在浙江省宪自治运动蓬勃兴起之际,卢永祥的支持曾起过重要作用。当浙省议会争取恢复县自治时,卢曾与省长沈金鉴会衔请北京政府迅速公布县自治法施行细则,或由本省拟订单行章程颁布。1921年6月4日,卢永祥发表制宪通电(豪电),认为国内政局紊乱的原因主要在于“鹜中央集权之虚名”,故应“分权于地方,俾群才各有效用之途,先以省宪定自治之基础,继以国宪保统一之旧观”。卢并提出“由各省区军政长官,选派全权代表,择定适当地点,先筹妥善办法,再付国民公决。”5日,卢又致电北京政府总统徐世昌(歌电),强调他所提乃“根本补救之策,欲求真正统一,舍此似无良法”。
卢永祥此两电与省宪浪潮在全国范围内的的扩散有莫大之关系。此前省宪运动主要局限于湖南、四川、江苏等少数几省,并未形成为全国一致的舆论,所议亦仅为本省自制其宪。卢永祥则倡议“以省宪定自治之基础,以国宪保统一之旧观”。所谓“分权自治”一词亦广为流传。卢电发表后,响应文电络绎不绝,以各省负责军人而论,有陕西陈树藩、湖南赵恒惕、广东陈炯明、湖北王占元、四川刘湘、云南顾品珍、贵州卢焘、任可澄等;以各省省议会而论,有河南、广东、山东等省。另外,如安徽孙发绪及广东浙籍国会议员及北京陆军大学浙籍学生等亦来电赞成。因卢永祥通电而起,并以实际行动表示支持者有安徽、陕西、山东、河南、云南等省,派代表来浙考察者有江苏、福建等省。浙省几成为省宪运动的中心,为国人所瞩目;而这股澎湃于全国的省宪浪潮又反过来对浙江的省宪运动有极大的推动力。
三、浙江省宪运动的急进
1921年6月15日至7月12日,为浙江省宪起草期。6月16日浙江省宪法起草委员会成立,王正廷为委员长。然后,以王所拟定的宪法大纲八条为基础,委员就各项重要问题展开讨论。26日,讨论结束,并选举阮性存、王正廷、褚辅成、袁荣叟、沈钧儒、周继潆、何建章七人为主稿员,自27日起,分四组主稿。第一组,总纲、人民之权利、义务、宪法之修正解释,以何建章主稿;第二组,省之事权、县制大纲,推袁荣叟主稿;第三组,省议会、省长及省务院、省法院、监察院、审计院,以阮性存主稿;第四组,财政、教育,以沈钧儒主稿。30日,浙江省宪法草案初稿脱稿。7月4日,由起草委员大会开始讨论。7月12日,省宪法草案及其施行法完成三读通过。

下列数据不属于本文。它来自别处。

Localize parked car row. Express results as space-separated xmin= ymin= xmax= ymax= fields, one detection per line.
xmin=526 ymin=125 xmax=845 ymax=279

7月23日至9月22日为浙江省宪讨论通过期,主其事者为浙江省宪法会议。23日浙江省宪法会议举行开会式,军警界要人卢永祥、陈乐山、潘国纲、张载阳、范毓灵、马鸿烈、夏超等人均以来宾资格与会。卢并发表演说,略谓现在中国局势南北分裂,统一无期,国宪之成,不知何日。自应各省制宪,立自治之基础,庶可由分裂而进于分治,由分治而合成统一。27日,宪法会议开第一次正式大会,选举王正廷为议长,褚辅成为副议长。8月5日,会议通过浙江省宪法会议组织法补充条款,补选各法团代表77人为宪法会议议员,以解决各法团参加制宪的问题。12日,会议通过浙江省自治宣言。宣言表示出强烈的人民自决的精神和联邦主义的倾向:
民国之本位在省。中央不能治,则不如近而求之省自治。主权之原动力在人民,统治者不可恃,则不如退而诉之人民自决。此省宪问题所以为今日救亡之急务,亦即将来统一之初基也??省之宪法即为吾浙人行使主权之保证;省之制宪即为吾浙人表现意力之试验。省宪之良否,吾浙人之休戚随之;省宪之成否,吾浙人之荣辱视之??本斯旨,有所宣言,荦荦大端,列举如左,邦人君子幸共鉴之。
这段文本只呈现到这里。